Appel à l'armée à soutenir le mouvement populaire

« Des hommes et des femmes de tous les coins de Khartoum et d'autres villes viennent pour ce qu'ils appellent le service de nuit », avait de son côté relevé un manifestant mercredi soir pour marquer la détermination des protestataires. Depuis samedi, les manifestants avaient essuyé à plusieurs reprises les assauts du puissant service de renseignement NISS, qui tentait en vain de les disperser à coups de gaz lacrymogène, selon les organisateurs du rassemblement. Mardi, 11 personnes, dont 6 membres des forces de sécurité, ont été tuées lors de manifestations à Khartoum, avait rapporté mercredi le porte-parole du gouvernement, Hassan Ismail, sans préciser les circonstances de leur mort, d'après l'agence officielle Suna. En tout, 49 personnes sont mortes dans des violences liées aux manifestations depuis que ces rassemblements ont commencé, en décembre, de sources officielles. Agitant des drapeaux nationaux et entonnant des chansons révolutionnaires, les contestataires avaient appelé l'armée à rejoindre leur mouvement de contestation, né en décembre et qui a connu un net regain de mobilisation samedi. Aucune tentative de dispersion n'avait été rapportée pour la journée de mercredi. « Il semble que la police soit avec nous aussi », avait estimé un manifestant. Mardi, la police avait annoncé avoir ordonné à ses forces de ne pas intervenir contre les contestataires. Elle avait aussi dit vouloir l'union du « peuple soudanais (...) pour un accord qui soutiendrait un transfert pacifique du pouvoir ». Concernant les militaires, le général Kamal Abdelmarouf, chef d'état-major de l'armée, avait précisé lundi que celle-ci continuait d'« obéir à sa responsabilité de protéger les citoyens ».

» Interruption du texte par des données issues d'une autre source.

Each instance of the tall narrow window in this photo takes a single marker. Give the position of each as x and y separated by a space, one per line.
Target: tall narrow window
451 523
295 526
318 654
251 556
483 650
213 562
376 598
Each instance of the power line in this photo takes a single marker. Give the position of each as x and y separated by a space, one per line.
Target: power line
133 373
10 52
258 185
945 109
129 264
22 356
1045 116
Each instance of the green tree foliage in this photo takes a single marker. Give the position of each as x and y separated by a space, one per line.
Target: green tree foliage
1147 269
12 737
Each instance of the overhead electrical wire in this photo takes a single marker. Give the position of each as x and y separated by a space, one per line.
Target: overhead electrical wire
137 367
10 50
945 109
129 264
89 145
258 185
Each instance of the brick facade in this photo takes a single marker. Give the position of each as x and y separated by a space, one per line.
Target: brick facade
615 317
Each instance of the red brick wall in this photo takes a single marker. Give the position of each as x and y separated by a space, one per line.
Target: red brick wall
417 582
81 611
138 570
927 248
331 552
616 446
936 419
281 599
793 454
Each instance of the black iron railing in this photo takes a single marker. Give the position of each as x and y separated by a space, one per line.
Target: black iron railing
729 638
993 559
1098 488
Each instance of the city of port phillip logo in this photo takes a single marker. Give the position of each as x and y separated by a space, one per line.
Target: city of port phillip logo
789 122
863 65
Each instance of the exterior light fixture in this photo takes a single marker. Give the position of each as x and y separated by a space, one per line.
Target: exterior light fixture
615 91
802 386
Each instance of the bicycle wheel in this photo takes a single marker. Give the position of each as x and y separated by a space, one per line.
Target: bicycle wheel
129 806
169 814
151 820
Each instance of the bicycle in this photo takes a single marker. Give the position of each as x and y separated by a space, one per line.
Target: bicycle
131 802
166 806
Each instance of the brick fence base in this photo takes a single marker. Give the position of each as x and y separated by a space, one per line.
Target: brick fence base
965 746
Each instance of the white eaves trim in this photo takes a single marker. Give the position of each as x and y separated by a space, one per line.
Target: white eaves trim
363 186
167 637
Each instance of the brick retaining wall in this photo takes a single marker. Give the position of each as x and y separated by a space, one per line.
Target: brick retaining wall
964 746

La nécessité d'un plan de transition crédible

L'étincelle de la contestation a été la décision du gouvernement de tripler le prix du pain le 19 décembre. À travers le pays, des citoyens soudanais avaient appelé au départ de M. Béchir. Le président avait tenté de réprimer la contestation par la force, puis avait instauré, le 22 février, l'état d'urgence à l'échelle nationale.

Mardi, des capitales occidentales avaient appelé les autorités à répondre aux revendications « d'une façon sérieuse ». Le pouvoir doit proposer « un plan de transition politique crédible », avaient écrit les ambassades des États-Unis, du Royaume-Uni et de la Norvège dans un communiqué conjoint à Khartoum. Mercredi, Washington avait exhorté le pouvoir à respecter le droit de manifester. « Nous appelons le gouvernement du Soudan à respecter les droits de tous les Soudanais à exprimer leurs doléances pacifiquement », avait tweeté Tibor Nagy, secrétaire d'État adjoint chargé de l'Afrique.